Pilkada yang dianggap sebagai bagian dari pesta demokrasi, sejatinya adalah jalan untuk melanggengkan kekuasan ala kapitalisme. Tak dapat dipungkiri bahwa semua calon kepala daerah harus menyiapkan nominal rupiah yang tak sedikit untuk mendapatkan dukungan partai politik tertentu. Semakin banyak partai politik yang mendukung maka semakin besar pula dana yang harus disiapkan. Para pemilik modal (kapitalis) turut serta dalam memberikan tawaran modal atau biaya yang harus dikeluarkan. Besarnya biaya yang dikeluarkan kemudian membuat pemimpin yang terpilih dapat menggunakan kekuasaannya untuk mengembalikan modal yang selama ini telah dipinjam atau dikeluarkannya. Walhasil, kebijakan yang diberikan tak lepas dari kepentingan partai politik pengusungnya atau para kapitalis. Memuluskan projek-projek kapitalis, menjual sumber daya alam, membuat hukum atau undang-undang pesanan, dan lain sebagainya sangat mungkin terjadi di kalangan para pemimpin yang terpilih. Sehingga, Pilkada serentak yang akan diadakan bisa dikatakan menjadi ajang untuk mempertahankan sistem kriminal. Lalu, bagaimana Islam menanggapi hal ini?
Islam sebagai sebuah ideologi memiliki pandangan yang khas dalam pemerintahan. Dalam pemerintahan Islam (Khilafah Islamiyah), seseorang mencalonkan diri sebagai kepala daerah atau kepala negara berdasarkan keimanan kepada Allah SWT demi menjaga keberlangsungan penerapan syariat Islam. Islam juga telah menetapkan syarat utama yang harus dipenuhi oleh seorang pemimpin daerah atau negara. Ada 7 kriteria yang harus dipenuhi yaitu: laki-laki, muslim, baligh, berakal, mampu, adil dan merdeka.

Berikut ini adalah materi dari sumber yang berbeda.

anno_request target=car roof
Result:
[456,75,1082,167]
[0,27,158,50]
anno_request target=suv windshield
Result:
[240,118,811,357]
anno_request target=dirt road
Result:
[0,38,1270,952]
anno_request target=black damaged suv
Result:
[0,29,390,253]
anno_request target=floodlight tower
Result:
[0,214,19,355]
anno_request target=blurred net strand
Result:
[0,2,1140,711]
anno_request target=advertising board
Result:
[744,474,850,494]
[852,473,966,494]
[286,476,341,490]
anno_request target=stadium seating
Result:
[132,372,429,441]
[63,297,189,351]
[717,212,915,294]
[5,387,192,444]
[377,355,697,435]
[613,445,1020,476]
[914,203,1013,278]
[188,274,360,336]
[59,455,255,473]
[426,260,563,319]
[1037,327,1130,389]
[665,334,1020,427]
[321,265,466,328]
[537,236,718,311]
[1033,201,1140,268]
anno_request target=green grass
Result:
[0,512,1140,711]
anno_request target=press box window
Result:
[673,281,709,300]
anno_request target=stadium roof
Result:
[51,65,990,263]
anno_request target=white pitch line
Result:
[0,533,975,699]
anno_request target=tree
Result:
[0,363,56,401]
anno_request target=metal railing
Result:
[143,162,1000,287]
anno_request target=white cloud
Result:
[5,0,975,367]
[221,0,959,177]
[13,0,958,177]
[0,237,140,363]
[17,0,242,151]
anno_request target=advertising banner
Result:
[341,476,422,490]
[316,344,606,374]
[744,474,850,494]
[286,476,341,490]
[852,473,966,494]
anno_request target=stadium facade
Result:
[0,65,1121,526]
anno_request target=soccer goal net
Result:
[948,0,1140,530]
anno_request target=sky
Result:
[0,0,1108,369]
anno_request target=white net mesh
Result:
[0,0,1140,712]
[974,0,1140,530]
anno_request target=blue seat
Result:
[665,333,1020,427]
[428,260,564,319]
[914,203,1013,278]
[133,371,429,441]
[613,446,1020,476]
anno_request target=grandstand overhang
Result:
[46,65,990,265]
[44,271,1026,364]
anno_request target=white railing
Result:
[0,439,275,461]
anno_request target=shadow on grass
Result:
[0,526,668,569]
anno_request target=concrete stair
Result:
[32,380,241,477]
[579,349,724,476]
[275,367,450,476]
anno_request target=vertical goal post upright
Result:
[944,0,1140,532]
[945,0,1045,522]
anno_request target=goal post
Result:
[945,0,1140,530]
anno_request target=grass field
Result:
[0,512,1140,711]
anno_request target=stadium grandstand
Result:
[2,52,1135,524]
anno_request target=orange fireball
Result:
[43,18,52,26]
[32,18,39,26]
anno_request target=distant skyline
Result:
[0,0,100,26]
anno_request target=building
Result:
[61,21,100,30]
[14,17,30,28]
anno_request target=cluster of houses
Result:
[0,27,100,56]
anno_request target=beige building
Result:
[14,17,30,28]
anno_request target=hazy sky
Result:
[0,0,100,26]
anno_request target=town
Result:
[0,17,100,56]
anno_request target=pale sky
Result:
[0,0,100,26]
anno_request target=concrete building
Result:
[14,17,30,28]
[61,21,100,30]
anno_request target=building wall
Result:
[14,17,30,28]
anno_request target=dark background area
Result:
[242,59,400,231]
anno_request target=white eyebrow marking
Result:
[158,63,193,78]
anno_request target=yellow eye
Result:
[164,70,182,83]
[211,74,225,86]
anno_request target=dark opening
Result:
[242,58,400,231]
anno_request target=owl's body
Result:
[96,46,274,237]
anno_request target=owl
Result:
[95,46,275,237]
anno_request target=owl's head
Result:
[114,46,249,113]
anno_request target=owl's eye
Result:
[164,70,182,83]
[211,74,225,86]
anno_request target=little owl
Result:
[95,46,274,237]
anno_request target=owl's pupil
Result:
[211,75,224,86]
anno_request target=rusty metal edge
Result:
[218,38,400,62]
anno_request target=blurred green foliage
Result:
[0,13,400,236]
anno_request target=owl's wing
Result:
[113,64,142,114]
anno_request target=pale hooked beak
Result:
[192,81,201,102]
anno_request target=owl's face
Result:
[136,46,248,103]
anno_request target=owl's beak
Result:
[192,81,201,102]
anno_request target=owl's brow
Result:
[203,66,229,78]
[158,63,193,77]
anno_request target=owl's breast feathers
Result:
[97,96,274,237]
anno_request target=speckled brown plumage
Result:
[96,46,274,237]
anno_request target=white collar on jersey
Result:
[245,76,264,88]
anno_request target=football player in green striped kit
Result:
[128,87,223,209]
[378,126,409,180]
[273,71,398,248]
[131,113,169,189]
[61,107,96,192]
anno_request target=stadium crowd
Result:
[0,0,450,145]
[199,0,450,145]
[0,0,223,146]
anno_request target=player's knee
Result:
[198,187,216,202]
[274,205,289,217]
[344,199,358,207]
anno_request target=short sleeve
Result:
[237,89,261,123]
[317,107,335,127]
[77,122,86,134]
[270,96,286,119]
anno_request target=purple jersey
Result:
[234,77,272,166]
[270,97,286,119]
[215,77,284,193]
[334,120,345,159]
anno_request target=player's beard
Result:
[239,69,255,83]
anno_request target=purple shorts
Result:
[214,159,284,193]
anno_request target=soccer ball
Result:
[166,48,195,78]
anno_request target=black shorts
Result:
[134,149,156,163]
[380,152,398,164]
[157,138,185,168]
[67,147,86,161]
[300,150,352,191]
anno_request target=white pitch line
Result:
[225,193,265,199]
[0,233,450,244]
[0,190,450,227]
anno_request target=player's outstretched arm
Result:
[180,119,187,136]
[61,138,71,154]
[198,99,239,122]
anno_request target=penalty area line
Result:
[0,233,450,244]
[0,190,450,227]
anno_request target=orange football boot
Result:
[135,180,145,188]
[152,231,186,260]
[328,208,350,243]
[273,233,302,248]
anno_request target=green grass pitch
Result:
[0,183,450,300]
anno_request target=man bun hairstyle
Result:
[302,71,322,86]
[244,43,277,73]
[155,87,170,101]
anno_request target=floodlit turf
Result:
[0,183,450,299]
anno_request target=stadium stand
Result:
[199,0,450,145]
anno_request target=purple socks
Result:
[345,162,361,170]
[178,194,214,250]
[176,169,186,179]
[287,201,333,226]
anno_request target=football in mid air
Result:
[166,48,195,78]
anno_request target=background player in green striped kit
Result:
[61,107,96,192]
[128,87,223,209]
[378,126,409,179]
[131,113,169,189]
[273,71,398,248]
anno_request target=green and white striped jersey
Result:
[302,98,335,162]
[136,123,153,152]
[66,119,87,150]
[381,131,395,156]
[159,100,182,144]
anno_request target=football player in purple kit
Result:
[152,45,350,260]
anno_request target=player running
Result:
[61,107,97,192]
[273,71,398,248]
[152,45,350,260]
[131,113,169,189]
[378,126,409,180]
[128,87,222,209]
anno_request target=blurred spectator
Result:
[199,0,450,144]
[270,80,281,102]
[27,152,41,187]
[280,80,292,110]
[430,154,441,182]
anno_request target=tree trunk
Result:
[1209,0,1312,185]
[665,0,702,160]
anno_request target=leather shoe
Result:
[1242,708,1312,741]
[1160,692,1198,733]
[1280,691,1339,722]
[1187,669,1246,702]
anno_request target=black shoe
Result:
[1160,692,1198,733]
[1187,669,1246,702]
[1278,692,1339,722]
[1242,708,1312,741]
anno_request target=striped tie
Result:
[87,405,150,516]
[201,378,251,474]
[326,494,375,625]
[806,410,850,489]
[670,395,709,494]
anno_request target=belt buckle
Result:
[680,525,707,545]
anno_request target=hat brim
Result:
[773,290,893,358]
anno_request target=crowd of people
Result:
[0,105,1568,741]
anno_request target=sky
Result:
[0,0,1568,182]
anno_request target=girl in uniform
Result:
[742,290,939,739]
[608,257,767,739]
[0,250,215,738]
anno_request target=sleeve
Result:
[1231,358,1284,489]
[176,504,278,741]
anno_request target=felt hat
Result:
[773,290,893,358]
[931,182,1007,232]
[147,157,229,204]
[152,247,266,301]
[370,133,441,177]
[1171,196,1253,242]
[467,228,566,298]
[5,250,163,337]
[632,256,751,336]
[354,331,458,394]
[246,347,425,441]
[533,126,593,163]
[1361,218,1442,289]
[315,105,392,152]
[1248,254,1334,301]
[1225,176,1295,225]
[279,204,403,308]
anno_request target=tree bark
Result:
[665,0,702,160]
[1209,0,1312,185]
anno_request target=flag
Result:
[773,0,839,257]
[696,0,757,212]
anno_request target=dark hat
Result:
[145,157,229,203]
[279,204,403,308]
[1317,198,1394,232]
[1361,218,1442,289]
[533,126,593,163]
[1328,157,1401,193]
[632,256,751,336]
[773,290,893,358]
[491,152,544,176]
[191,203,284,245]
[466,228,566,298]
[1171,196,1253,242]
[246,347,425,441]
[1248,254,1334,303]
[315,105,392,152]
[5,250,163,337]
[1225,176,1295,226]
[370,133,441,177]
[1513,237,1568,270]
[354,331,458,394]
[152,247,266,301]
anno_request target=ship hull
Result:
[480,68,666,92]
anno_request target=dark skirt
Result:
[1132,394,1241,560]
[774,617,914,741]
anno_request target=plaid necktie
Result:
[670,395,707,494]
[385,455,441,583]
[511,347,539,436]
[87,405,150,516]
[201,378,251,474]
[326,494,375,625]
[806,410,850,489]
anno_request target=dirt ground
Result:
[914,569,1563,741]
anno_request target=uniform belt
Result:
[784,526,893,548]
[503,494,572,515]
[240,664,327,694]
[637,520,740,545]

Proses pemilihan dilaksanakan dalam waktu singkat, tidak lebih dari 3 hari. Hal ini dapat mencegah terjadinya upaya suap atau kecurangan di dalam proses pemilihan. Selain itu, proses pemilihan juga tidak memerlukan biaya banyak karena pemungutan suara dapat dilakukan melalui tokoh masyarakat yang menjadi wakil atas suara masyarakat setempat. Sistem pemilihan dalam Khilafah juga minim terjadi kericuhan karena masyarakat memilih calon pemimpin berdasarkan keimanan mereka kepada Allah SWT. Bukan untuk mencari keuntungan materi sebagaimana pemilihan dalam sistem demokrasi yang sarat akan politik uang dan juga kecurangan.